2.  Clublambs - Oxfords make excellent clublambs due to their natural muscling, length of loin, rib and hip.  Often, Oxford market lambs have the finest loin eye cut when compared to other down breeds.  One advantage that Oxfords have over some of the larger breeds is that they tend to be more correct on the feet and legs.  This is something that will add to the appeal of a good market lamb.
3.  Terminal Sires - The Oxford cross has the hardiness and good feet to stand winter finishing in cold climates.  The Oxford or Oxford cross lamb is particularly suited to the home freezer market because the large, lean carcasses allow larger joints with more meat to be prepared.  Oxford lamb is also found to have excellent flavor and eating qualities, making it ideal for premium quality markets.
Oxford breed type -
The Oxford has a bold, masculine head, well set on a strong neck with poll well-covered with wool and adorned by top knot. The face, ears and legs are a uniform dark color.  The ears are medium length and covered with some wool.  The Oxford is an excellent meat and wool producer.  The wool is compact, free of any black fiber and of good staple length. 
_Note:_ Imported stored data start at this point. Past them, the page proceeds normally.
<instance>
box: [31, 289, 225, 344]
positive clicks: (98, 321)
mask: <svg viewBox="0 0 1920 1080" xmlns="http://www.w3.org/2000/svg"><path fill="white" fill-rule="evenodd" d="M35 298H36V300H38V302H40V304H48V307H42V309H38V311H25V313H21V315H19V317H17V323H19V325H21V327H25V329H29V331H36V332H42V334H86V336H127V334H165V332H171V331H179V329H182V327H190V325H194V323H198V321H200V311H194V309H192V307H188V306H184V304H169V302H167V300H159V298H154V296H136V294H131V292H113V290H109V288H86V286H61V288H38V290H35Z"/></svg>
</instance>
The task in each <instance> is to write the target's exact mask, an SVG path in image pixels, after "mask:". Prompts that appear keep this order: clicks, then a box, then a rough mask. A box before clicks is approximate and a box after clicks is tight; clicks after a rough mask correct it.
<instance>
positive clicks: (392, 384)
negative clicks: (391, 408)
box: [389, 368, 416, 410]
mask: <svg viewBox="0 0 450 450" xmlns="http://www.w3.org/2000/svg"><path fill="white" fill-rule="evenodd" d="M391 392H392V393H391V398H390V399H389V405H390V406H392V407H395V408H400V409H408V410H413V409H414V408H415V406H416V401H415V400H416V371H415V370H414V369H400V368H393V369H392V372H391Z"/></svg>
The confirmation of the Oxford is large, stylish and long-bodied with moderate depth.  The Oxford shows heavy muscling qualities.  Particular emphasis is placed on length and hind saddle.  It is heavy in the loin and carries heavy muscling through out, especially throught the rear quarters.  The top is straight and the chest is full.
The Oxford walks with a bold, alert movement with the head held high.  The legs are strong in bone, short in pasterns and correctly placed.  When fully matured and in good condition, rams are to weigh over 250 pounds and ewes over 200 pounds.